Research team succeeds in taking image of hydrogen atom
Baku, November 4 (AZERTAC). A research team led by Yuichi Ikuhara, a professor of material science at the University of Tokyo, said Thursday it has succeeded in taking an image of a single hydrogen atom, the smallest and lightest of the chemical elements.
Although it had been thought that shooting direct images of a hydrogen atom, whose diameter is about one-10 millionth of a millimeter, was impossible, the team managed to do so using a state-of-the-art "scanning transmission electron microscope" while examining vanadium hydride, known as a hydrogen storage material.
The microscope scanned an electron beam onto a tiny spot, placed at a theoretically calculated location, on the specimen to enable a detector to catch and film the image of the hydrogen atom as well as the vanadium atom.
The same method can be used to take images of atoms on various kinds of specimens, according to the team.
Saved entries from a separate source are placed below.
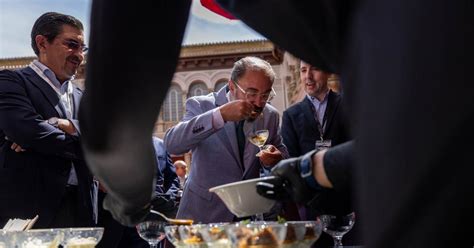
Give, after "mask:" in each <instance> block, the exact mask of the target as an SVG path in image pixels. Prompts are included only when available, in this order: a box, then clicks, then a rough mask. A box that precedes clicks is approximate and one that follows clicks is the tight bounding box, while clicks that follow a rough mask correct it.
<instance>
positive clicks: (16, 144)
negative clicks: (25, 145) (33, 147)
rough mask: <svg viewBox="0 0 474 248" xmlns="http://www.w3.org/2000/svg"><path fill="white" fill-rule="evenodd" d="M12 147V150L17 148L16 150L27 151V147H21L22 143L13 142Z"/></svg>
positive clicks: (18, 151) (10, 146)
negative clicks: (22, 147) (15, 142)
mask: <svg viewBox="0 0 474 248" xmlns="http://www.w3.org/2000/svg"><path fill="white" fill-rule="evenodd" d="M10 148H11V149H12V150H15V152H24V151H26V150H25V149H23V148H21V146H20V145H18V144H17V143H15V142H13V144H12V145H11V146H10Z"/></svg>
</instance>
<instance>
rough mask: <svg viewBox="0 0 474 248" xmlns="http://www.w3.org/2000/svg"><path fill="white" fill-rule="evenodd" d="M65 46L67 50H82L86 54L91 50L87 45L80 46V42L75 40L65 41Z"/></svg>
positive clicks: (82, 45)
mask: <svg viewBox="0 0 474 248" xmlns="http://www.w3.org/2000/svg"><path fill="white" fill-rule="evenodd" d="M63 45H65V46H66V47H67V48H69V49H71V50H81V51H82V52H84V53H85V52H87V50H89V48H88V47H87V46H86V45H84V44H80V43H79V42H77V41H75V40H65V41H63Z"/></svg>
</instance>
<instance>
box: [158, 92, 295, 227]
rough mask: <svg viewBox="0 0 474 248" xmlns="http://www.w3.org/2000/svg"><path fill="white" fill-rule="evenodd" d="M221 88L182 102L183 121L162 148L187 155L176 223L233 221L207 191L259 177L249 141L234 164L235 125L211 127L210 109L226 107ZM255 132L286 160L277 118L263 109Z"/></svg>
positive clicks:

Earlier means of taking images of a hydrogen atom involved indirect methods such as through image processing.
A technique for viewing a single hydrogen atom had been sought amid active research on hydrogen storage materials as a next-generation clean source of energy, as the sequence of atoms determines the performance of such material.
"Now, we can view all atoms that exist in the world," Ikuhara said. "This will be a breakthrough toward future manufacturing that will be compelled to involve consideration of each individual atom and molecule."